Become a Member
of AAHC

Download
The Arizona Patient

Order Red Wristbands

Schedule a
speaker on
medical liability
reform

 
         
Home Page Contact Us Physicians Page Patients Page Media Page

Liability Review

Q & A
Arizona Department of Insurance talks about medical liability insurance

Q: What is the overall view of the DOI regarding medical liability insurers?

A: Generally, Arizona is in better shape than is the rest of the nation because Arizona has the Mutual Insurance Company of Arizona ("MICA"), the one medical malpractice liability ("MM") insurer that: (1) is domesticated in and has its entire administrative operation in this state; (2) is committed to doing business in this state; (3) writes almost all of its business in this state; (4) is a monoline insurer (i.e., it only writes medical malpractice liability insurance); (5) is actively working with doctors and other interested parties in Arizona to find solutions that will mitigate or solve the problem; and (6) is financially solvent and voluntarily takes on the risks of many physicians in Arizona who would not otherwise have MM insurance.

Q: Can you explain the difference between admitted carriers and non-admitted carriers?

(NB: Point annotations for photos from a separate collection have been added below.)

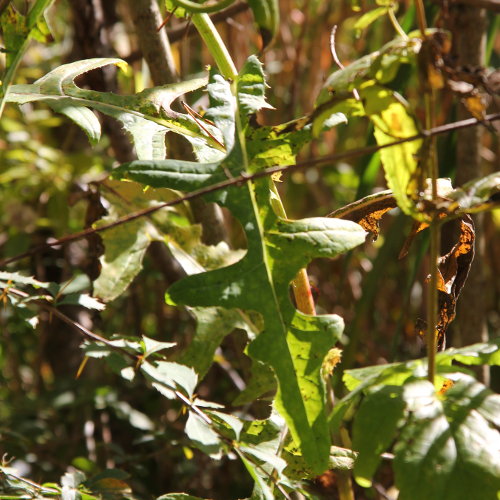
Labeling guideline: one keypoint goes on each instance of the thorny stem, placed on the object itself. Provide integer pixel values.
(435, 237)
(211, 37)
(244, 178)
(43, 304)
(226, 66)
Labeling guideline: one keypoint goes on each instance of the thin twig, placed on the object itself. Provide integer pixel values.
(336, 59)
(244, 178)
(77, 326)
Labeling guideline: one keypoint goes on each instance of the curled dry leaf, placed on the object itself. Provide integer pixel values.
(453, 271)
(368, 211)
(453, 267)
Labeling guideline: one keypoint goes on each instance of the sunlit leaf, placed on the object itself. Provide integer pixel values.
(293, 344)
(147, 116)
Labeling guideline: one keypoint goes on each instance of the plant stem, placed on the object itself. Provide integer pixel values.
(432, 299)
(244, 178)
(300, 285)
(422, 23)
(396, 24)
(210, 35)
(435, 233)
(214, 42)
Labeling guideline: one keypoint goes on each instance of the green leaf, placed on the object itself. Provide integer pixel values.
(374, 429)
(392, 121)
(262, 380)
(178, 496)
(292, 343)
(487, 353)
(20, 279)
(151, 346)
(167, 377)
(251, 88)
(202, 434)
(381, 66)
(126, 244)
(147, 116)
(448, 450)
(212, 325)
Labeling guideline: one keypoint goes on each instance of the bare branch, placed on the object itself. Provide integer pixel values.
(244, 178)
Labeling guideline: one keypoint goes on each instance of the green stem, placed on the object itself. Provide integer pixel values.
(215, 45)
(193, 7)
(422, 23)
(396, 25)
(432, 299)
(435, 240)
(300, 285)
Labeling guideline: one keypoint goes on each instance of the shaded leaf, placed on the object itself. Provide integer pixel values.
(202, 434)
(375, 427)
(293, 344)
(392, 121)
(448, 449)
(368, 211)
(20, 279)
(167, 377)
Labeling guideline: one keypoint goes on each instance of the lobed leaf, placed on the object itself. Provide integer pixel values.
(146, 116)
(292, 343)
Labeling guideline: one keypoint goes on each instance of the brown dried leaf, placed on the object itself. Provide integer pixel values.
(368, 211)
(453, 271)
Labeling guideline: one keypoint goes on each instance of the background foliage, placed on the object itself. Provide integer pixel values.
(63, 406)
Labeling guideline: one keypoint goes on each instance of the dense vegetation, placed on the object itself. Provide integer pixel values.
(249, 250)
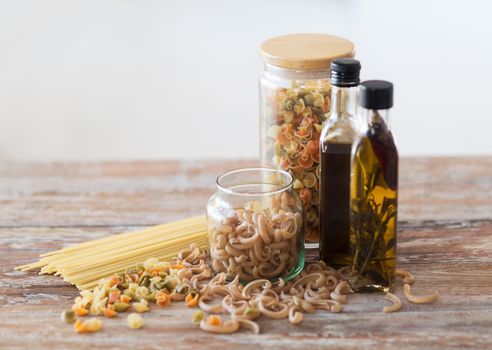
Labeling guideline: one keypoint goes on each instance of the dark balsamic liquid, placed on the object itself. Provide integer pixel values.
(335, 204)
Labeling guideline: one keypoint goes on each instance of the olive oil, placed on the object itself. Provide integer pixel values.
(374, 196)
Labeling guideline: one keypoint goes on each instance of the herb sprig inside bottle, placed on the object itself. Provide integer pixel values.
(374, 193)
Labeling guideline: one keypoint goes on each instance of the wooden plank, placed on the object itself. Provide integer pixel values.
(461, 318)
(445, 238)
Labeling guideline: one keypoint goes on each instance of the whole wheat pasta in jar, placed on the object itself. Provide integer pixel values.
(255, 225)
(294, 101)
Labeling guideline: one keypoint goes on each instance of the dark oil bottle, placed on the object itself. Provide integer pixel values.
(336, 141)
(374, 194)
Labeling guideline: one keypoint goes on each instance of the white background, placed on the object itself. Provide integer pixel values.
(109, 79)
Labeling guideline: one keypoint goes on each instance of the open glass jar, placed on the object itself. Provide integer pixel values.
(295, 96)
(255, 225)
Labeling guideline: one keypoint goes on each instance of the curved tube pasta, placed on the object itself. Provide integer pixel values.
(407, 276)
(396, 303)
(230, 326)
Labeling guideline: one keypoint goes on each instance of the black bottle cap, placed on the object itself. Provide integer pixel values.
(345, 72)
(376, 94)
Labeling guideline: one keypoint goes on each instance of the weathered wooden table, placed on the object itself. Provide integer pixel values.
(445, 238)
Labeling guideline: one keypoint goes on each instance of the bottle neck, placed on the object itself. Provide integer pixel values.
(344, 101)
(376, 116)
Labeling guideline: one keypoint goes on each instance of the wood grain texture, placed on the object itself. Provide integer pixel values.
(445, 238)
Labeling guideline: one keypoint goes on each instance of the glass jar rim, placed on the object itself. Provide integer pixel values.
(289, 181)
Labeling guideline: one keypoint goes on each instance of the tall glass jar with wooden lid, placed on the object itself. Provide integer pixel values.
(294, 101)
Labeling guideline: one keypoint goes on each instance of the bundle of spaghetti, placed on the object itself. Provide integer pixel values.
(86, 263)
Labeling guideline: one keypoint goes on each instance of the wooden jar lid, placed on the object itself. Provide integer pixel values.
(305, 51)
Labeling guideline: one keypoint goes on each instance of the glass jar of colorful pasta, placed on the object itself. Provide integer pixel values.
(255, 225)
(294, 101)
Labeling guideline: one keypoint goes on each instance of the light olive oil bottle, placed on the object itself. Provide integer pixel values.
(374, 193)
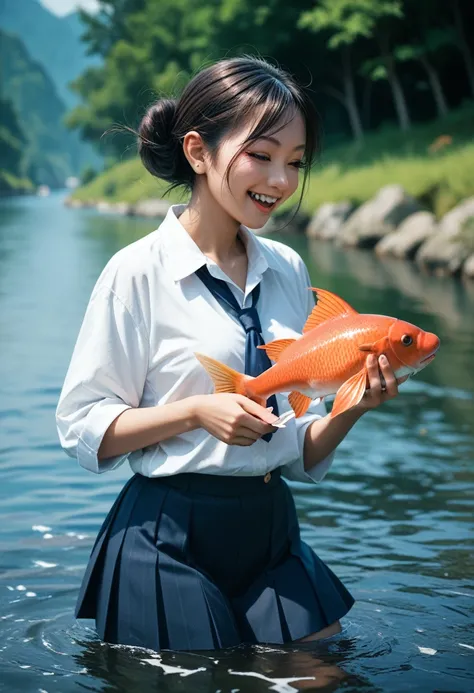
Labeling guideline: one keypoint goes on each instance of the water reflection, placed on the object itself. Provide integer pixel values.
(243, 669)
(393, 517)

A: An "admitted carrier or insurer" is one that has a certificate of authority (i.e., a license) to transact the type of insurance business designated on its certificate of authority in a given state. It must conform to stringent capital and surplus and other state law financial requirements and must file rates and forms in accordance with applicable law. Admitted insurers pay assessments to the state's guaranty funds and their policyholders' claims are covered to the extent that they do not exceed the statutory maximum (currently in Arizona the statutory maximum is $100,000 per covered claim) by the state's guaranty fund in the event of their insolvency.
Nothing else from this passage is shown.